At least 3 whole mice per scheduled cull were terminally anaesthetized with gaseous halothane (confirmation of cull by cessation of heart beat), and prepared for immersion in 10% neutral buffered formalin (NBF; SigmaPoole, UK) for histological analysis. Carcass preparation for immersion in NBF required full abdominal, thoracic, and cranial cavity access to ensure complete virus inactivation prior to removal of carcasses from high containment. A control group of 10 mice, challenged with CM only, was included and culled one day post-challenge.

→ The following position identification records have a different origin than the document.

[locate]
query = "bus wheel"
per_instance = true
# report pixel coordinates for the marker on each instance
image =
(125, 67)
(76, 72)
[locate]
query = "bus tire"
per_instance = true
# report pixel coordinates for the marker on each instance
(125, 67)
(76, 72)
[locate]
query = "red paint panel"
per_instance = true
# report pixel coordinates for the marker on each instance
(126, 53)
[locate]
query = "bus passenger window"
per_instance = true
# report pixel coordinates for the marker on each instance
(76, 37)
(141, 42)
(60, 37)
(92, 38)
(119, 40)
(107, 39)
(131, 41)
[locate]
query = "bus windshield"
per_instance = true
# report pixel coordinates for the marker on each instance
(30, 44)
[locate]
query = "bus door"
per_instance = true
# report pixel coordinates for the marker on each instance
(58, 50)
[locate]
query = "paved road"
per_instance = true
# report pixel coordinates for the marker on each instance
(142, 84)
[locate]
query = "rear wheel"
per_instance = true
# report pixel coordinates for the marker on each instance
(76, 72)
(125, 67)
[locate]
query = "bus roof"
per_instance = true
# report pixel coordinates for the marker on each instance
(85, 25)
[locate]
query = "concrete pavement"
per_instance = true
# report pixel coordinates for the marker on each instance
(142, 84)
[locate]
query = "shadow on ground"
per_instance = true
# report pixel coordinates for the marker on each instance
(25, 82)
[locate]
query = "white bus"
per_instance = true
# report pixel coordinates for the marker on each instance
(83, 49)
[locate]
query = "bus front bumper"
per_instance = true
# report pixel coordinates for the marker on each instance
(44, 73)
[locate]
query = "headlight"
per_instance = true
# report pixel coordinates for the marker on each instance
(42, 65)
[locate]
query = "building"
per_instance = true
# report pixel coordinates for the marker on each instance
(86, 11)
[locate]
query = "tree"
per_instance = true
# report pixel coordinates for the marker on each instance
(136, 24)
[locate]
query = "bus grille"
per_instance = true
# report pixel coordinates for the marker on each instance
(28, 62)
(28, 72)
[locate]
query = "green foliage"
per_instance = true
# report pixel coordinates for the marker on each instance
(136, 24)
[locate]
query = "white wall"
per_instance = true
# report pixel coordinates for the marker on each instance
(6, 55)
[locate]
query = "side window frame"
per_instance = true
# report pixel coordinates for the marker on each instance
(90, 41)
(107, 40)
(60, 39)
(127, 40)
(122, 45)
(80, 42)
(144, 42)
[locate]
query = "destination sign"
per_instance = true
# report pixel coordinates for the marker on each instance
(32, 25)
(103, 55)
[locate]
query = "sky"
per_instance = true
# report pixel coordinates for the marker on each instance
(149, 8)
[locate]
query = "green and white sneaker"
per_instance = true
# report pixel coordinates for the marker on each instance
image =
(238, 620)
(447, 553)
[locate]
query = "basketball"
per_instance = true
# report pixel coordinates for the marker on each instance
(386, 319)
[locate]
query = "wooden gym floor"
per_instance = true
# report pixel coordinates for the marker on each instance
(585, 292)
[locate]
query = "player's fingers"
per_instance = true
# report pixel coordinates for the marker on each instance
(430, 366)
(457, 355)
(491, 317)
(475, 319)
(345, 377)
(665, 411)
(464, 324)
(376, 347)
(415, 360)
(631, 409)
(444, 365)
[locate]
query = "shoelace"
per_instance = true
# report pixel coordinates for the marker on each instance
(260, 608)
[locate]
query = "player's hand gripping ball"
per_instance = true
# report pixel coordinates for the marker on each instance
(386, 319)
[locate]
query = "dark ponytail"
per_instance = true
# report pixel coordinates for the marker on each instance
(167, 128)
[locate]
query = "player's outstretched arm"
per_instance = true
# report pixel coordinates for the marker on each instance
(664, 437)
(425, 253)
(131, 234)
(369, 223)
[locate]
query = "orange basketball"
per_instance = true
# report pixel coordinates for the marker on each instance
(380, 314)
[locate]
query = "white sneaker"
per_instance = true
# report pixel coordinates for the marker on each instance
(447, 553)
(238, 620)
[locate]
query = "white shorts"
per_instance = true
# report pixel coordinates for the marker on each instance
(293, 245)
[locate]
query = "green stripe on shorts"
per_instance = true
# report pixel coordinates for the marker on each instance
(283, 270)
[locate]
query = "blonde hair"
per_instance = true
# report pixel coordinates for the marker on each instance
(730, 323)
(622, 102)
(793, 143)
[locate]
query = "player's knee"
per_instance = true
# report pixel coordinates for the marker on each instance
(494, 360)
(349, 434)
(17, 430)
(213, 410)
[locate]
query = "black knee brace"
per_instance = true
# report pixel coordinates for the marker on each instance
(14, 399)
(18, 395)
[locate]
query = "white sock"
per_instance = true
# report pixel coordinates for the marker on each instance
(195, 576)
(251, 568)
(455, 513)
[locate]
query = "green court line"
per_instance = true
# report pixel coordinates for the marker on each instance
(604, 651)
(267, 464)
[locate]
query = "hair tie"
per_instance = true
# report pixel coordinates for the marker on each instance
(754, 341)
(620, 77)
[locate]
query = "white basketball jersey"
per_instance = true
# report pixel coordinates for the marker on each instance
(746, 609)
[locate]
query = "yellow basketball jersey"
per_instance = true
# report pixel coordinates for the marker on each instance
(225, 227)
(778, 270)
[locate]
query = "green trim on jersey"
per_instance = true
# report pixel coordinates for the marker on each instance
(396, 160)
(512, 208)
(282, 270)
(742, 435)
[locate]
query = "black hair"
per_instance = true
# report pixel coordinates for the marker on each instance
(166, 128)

Following preservation in 10% NBF, the following tissues were dissected from each individual carcass and routinely processed for histopathology: brain (six coronal sections as described by Hicks et al. [38], to allow examination of the olfactory bulbs, cortex, hippocampus, thalamus, hypothalamus, pons, cerebellum, and medulla), lung, heart, trachea, mediastinal structures including thymus and mediastinal lymph nodes, mandibular lymph nodes, and salivary glands. The left femur and the facial and cranial structures were subjected to a minimum of 48 h decalcification in Gooding and Stewart’s fluid, a 1:1:18 solution of 96–100% formic acid (VWR Chemicals, Leighton Buzzard, UK), 36% formaldehyde (VWR Chemicals) and purified water, prior to preparation of cross sections to allow the examination of the bone structures of femur, face, oral cavity and teeth, nasal cavity, nasal associated lymphoid tissues, and eyes. All samples were routinely processed and embedded in paraffin wax. 4 µm thick sections were cut and either stained with haematoxylin and eosin, or used for IHC detection of viral antigen. WEEV was detected by IHC using automated protocols optimised for use on the Ventana Discovery XT staining module (Ventana Medical Systems, Tucson, AZ, USA).

Tissue sections were de-waxed prior to antigen retrieval, using a standard CC2 (Ventana Medical Systems, Tucson, AZ, USA) cell conditioning regime for rabbit anti-WEEV E2 glycoprotein (Integrated Biotherapeutics, Rockville, MD, USA) polyclonal antibody (pAb) protocol. Primary anti-WEEV pAb (4 µg/mL) diluted in Ventana Ab Diluent (Ventana Medical Systems) was applied for 60 min at room temperature. Antibody–antigen interaction was detected and amplified using anti-rabbit HRP multimer (Ventana Medical Systems) for 16 min and visualised using a ChromoMap DAB kit (Ventana Medical Systems). Formalin-fixed, paraffin-embedded tissue sections were counterstained in haematoxylin (Ventana Reagents, Tucson, AZ, USA) for 8 min, before being permanently mounted for interpretation. Concentration-matched (4 µg/mL) rabbit antibody isotype (Vector Laboratories, Peterborough, UK) controls diluted in Ventana Ab diluent were included as test controls.